O prolongado convívio de culturas que ao longo de mais de quatro séculos fizeram do território um lugar de excepção é evidente por toda a cidade, mas é explícito e inequívoco no percurso que separa o Bairro da Horta da Mitra do Mercado Vermelho. O trajecto, com paragens no Tap Seac, na Rotunda de Carlos da Maia (Três Candeeiros) e na Avenida de Horta e Costa, oferece como que um instantâneo da alma de Macau, um esboço preciso do que de mais genuíno e inigualável Macau tem para oferecer.
“Se traçarmos uma linha a partir da Praça do Tap Seac e nos deslocarmos até à Rotunda de Carlos da Maia e até ao Mercado Vermelho, encapsulamos a essência de Macau numa única caminhada. O Mercado Vermelho é um espaço muito característico e a zona dos Três Candeeiros é o tipo de local onde a vida acontece, onde bate o coração da cidade. O Tap Seac, por sua vez, tem um ambiente marcadamente europeu, muito diferente das zonas que o rodeiam”, denota Joe Tang.

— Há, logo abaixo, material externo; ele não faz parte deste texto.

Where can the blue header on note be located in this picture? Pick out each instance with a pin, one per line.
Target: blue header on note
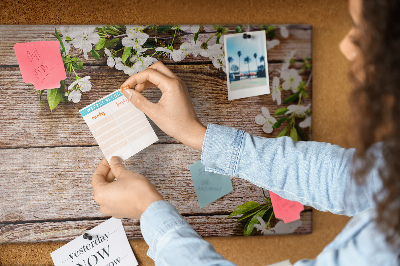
(100, 103)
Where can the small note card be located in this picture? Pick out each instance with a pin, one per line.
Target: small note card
(209, 186)
(118, 126)
(284, 209)
(108, 246)
(41, 63)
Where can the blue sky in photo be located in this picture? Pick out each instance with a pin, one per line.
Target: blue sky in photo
(248, 47)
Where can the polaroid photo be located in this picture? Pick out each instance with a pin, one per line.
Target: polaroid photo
(247, 67)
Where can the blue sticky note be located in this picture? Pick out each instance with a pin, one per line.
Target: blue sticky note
(209, 186)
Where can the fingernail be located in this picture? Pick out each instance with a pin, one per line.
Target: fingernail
(125, 88)
(115, 160)
(128, 93)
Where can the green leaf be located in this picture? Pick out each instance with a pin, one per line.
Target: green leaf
(292, 97)
(279, 122)
(248, 230)
(54, 96)
(196, 36)
(95, 54)
(100, 44)
(300, 133)
(40, 97)
(59, 39)
(283, 133)
(245, 207)
(164, 28)
(293, 134)
(281, 111)
(126, 54)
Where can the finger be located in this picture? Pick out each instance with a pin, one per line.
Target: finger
(100, 174)
(160, 67)
(110, 177)
(117, 167)
(160, 80)
(142, 86)
(140, 102)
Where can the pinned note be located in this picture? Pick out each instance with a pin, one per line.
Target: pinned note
(118, 126)
(41, 63)
(107, 245)
(284, 209)
(209, 186)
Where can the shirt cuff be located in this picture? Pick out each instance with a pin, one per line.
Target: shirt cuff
(222, 148)
(158, 219)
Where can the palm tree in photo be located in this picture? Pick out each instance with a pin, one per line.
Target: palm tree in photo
(230, 60)
(255, 57)
(239, 54)
(247, 60)
(262, 59)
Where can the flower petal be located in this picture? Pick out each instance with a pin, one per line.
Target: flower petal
(260, 119)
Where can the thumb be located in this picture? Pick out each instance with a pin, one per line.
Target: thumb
(117, 167)
(138, 100)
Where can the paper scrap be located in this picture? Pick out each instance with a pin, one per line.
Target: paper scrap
(284, 209)
(41, 63)
(209, 186)
(108, 246)
(118, 126)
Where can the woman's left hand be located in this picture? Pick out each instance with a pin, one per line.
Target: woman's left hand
(128, 196)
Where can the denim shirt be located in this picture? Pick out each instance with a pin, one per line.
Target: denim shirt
(312, 173)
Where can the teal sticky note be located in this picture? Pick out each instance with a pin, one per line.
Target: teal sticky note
(209, 186)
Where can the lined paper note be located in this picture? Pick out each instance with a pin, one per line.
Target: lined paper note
(118, 126)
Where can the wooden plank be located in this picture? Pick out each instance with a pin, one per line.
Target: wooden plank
(299, 39)
(25, 123)
(213, 226)
(55, 183)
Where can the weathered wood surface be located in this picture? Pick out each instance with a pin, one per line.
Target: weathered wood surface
(66, 127)
(45, 187)
(216, 225)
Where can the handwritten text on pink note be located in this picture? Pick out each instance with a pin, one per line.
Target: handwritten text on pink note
(284, 209)
(41, 63)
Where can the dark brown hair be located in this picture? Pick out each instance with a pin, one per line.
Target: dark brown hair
(376, 106)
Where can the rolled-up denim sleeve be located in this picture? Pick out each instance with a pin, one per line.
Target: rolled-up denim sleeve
(172, 241)
(313, 173)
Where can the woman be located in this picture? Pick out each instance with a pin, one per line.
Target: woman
(360, 182)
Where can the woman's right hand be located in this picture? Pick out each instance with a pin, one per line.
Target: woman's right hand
(173, 113)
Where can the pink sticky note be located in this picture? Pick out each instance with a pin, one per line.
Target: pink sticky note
(41, 63)
(284, 209)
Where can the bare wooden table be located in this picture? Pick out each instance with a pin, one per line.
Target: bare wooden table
(48, 157)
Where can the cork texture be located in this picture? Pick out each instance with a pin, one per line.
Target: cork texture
(331, 88)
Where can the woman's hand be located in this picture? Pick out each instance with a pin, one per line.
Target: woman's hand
(128, 196)
(173, 113)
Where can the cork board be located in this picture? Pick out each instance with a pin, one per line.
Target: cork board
(330, 105)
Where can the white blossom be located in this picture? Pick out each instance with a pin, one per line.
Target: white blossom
(272, 44)
(279, 228)
(284, 32)
(135, 38)
(292, 80)
(190, 28)
(266, 120)
(74, 96)
(83, 38)
(276, 92)
(306, 122)
(287, 60)
(298, 110)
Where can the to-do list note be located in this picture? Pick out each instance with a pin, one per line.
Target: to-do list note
(118, 126)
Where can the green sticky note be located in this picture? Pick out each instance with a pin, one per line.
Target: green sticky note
(209, 186)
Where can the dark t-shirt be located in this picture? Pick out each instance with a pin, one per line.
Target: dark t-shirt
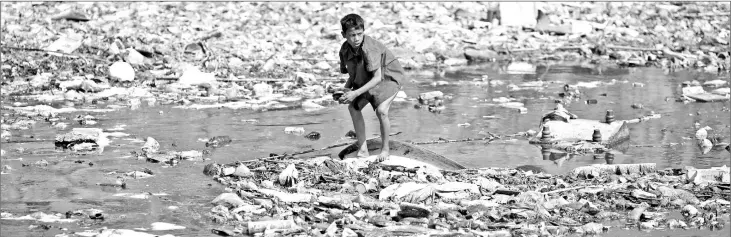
(361, 63)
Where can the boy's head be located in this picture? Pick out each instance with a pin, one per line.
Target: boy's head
(353, 27)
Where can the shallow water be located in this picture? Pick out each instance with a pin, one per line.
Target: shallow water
(67, 185)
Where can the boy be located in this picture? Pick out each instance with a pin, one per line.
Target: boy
(373, 77)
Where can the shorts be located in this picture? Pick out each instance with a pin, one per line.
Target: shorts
(377, 95)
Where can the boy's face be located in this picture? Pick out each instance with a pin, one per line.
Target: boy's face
(354, 36)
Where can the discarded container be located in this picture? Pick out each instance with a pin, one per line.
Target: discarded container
(294, 130)
(427, 96)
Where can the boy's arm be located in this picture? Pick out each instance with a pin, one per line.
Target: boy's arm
(373, 63)
(344, 70)
(373, 82)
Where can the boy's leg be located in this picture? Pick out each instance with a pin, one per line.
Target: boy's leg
(382, 113)
(359, 124)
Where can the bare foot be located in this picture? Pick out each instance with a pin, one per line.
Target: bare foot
(363, 151)
(383, 156)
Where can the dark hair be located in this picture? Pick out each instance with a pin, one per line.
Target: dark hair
(351, 21)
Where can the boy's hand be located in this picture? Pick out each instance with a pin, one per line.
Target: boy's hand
(348, 97)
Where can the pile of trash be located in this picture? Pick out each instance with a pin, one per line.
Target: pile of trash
(268, 56)
(353, 197)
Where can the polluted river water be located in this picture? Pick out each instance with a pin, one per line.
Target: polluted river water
(182, 194)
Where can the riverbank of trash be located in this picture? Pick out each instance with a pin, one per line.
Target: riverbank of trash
(259, 56)
(353, 197)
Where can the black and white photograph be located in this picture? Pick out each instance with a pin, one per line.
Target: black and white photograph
(365, 119)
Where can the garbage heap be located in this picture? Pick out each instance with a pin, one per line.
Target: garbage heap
(329, 197)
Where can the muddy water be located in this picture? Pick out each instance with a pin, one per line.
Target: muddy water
(69, 182)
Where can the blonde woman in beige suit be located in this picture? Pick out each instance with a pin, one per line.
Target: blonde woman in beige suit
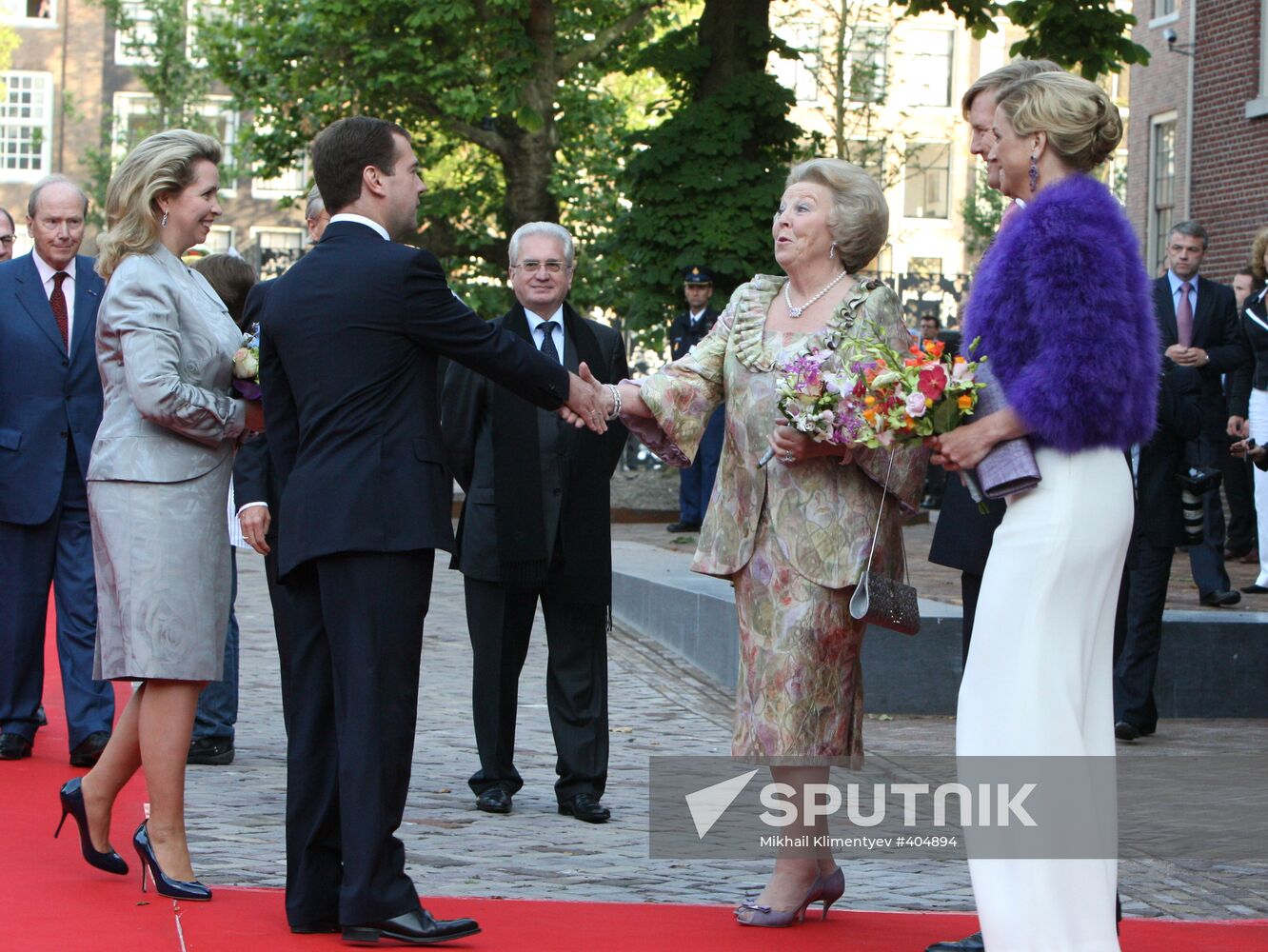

“Se seguirmos em sentido contrário e caminharmos até ao Bairro da Horta da Mitra, encontramos uma zona muito compacta, mas com características muito próprias de Macau e uma vivência comunitária muito forte: as pessoas fazem as compras no mercado, conhecem-se e falam entre si. É um dos locais onde melhor se sente a autenticidade de Macau. Poder abraçar locais tão distintos numa breve caminhada é algo único e excepcional”, remata o escritor.